A snapshot of present-day China depicts an unwieldy economy, fraught with cronyism, a lack of transparency, and a variety of social and environmental powder-kegs primed to explode after three-and-half decades of rapid industrialization. Through even the most rose-colored lens – taking into account significant increases not just to GDP, but also to per capita income and even the Human Development Index (Willis 2011:7) – it is tempting to agree with Prem Shankar Jha’s assessment of the Chinese Miracle as little more than “managed chaos” (2009).
Yet, China is in transition. A momentary glimpse does little to reveal the trajectory of what have undoubtedly been significant and lasting changes to Chinese economic life. Deng Xiaoping’s 1978 Reform-and-Opening Policy (改革开放) gave the green-light for profit-making endeavors, something openly chastised during the Mao era. In fact, Deng was twice purged during his predecessor’s reign for advocating pragmatism over class struggle and revolutionary ideology (Barnett and Clough 1986:1). But, Deng’s conviction outlived the Chairman, and his notion that socialism is not about shared poverty continues to drive Chinese economic practices in the twenty-first century.

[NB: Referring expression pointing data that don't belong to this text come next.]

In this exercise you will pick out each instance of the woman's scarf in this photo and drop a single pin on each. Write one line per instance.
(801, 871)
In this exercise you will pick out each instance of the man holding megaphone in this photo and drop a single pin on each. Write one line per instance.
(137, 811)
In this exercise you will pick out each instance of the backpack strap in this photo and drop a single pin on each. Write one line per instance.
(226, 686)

For Deng and his successors, some people have to get rich first for everyone to eventually benefit. On the surface, this seems to echo Adam Smith’s view of the butcher, the brewer and the baker acting in their own self-interest to put food on the rest of our dinner tables (1776:1.2.2). However, from an ideological standpoint, the post-reform Chinese Communist Party (CCP) views capitalist development as a means to socialism. They appreciate what Mao failed to account for during the epic failures of The Great Leap Forward: Profit-making drives innovation.

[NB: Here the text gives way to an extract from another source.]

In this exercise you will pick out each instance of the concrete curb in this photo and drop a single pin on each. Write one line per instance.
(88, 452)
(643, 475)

In China, unlike the USSR, the ideological shift did not accompany institutional collapse; the CCP led the transition (Hsu 2007:1). It is thus misguided to assume that China’s growth is a cheap reproduction of our own, driven solely by free-market ideals. It is still unclear how genuinely the CCP will adhere to its socialist endgame, given the high profitability of ongoing cronyism. Regardless, China clearly has big plans for itself. By allowing “the return of the god of wealth” (Ikels 1996), the CCP has tapped into the unrivaled productivity of a capitalist system. China may or may not overtake the US as the world’s #1 economy. But, since 2010 it’s been a solid second. That’s big, because we prize economic dominance. But, what if China’s growth leads it beyond the ideology by which we measure success? That’s much, much bigger, because even the most focussed image cannot reveal what it fails to capture.